Brown welcomed the chance to show a different type of story on screen.

“It’s a story of an African American family that I haven’t seen before,” he said. “They are an upper-middle class family but that doesn’t mean they don’t have a particular set of problems that has to be navigated, like each of us. 

“It’s very specific in that it’s a black family, but I feel that it’s so specific that people who aren’t black can see themselves in these characters as well,” Brown said.

“Waves” portrays a range of emotions: how hard it can be to be a teenager; complex family dynamics, and the drive to succeed. But at its heart, there’s a deep, complicated story about fatherhood. In fact, Brown seems to be drawn to intricate father figure roles.

“My dad passed away when I was 10,” he said. “I am 43 right now, and my dad was 45 when he passed away. Playing those roles and being a father myself with two young sons, I carry him with me all the time and with every role that I play.

“In these different expressions of fatherhood, I can feel his presence in my soul and it feels good to feel that closeness, to feel that connection,” Brown said.

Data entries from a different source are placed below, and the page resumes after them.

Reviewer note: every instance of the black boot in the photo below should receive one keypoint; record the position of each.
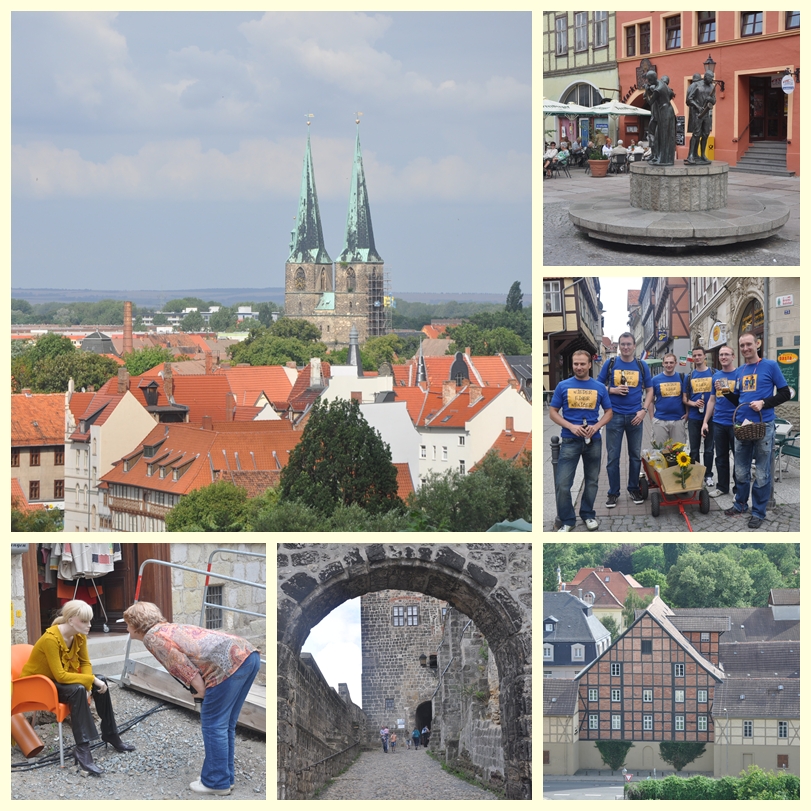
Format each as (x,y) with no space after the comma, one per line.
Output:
(115,741)
(82,756)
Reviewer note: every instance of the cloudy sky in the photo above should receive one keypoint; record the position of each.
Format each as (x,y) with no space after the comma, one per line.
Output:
(164,150)
(335,646)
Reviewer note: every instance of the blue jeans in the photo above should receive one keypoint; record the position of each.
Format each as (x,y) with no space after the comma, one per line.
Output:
(621,424)
(571,451)
(218,717)
(694,430)
(761,451)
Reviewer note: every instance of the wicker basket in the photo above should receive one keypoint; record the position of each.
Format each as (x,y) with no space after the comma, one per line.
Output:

“‘Waves’ is a really wonderful dissection of how people can be living under the same roof and still be missing each other and not connecting with one another, and this movie demonstrates the importance of connection and how detrimental it is that parents truly understand what’s going on in their children’s lives,” he added. “This is an R-rated family drama that every family should see together.

 “You get a chance over the course of this movie to see a parent evolve and recognize it’s a game of give and take – you have to be able to trust your children to a certain extent, because if you suffocate them, they will rebel or escape.”

“Waves” made its world premiere at the Telluride Film Festival in August to positive reviews from critics who praised the performances, cinematography and Shults’ direction. It was chosen by the National Board of Review as one of the ten best films of the year. 

“Waves” wraps up a run at the Malco Paradiso on Thursday, Dec. 12. Catch it if you can!

Sterling K. Brown on his time in Memphis

Viewers of “This Is Us” then you may be familiar with episode 116, titled “Memphis.” In it, Brown’s character Randall takes a road trip with his estranged biological father to rediscover his Bluff City roots and reconnect with his terminally ill dad. 

Brown spent a few days in Memphis shooting that episode, so of course I asked him about his time here.

“I had an absolutely wonderful time in Memphis. The people were very happy to see us and welcomed us with open arms. I ate tremendous amounts of barbecue – which I don’t normally eat. I try to stay away from pork as much as possible. But I had a little bit of pig, I’m not going to lie!

“(Memphis) is so culturally rich. It has such a wonderful musical history,” Brown added. “To see the Stax building, to go into the different barbecue shops, to interact with the people there. I’m looking forward to visiting Memphis again.”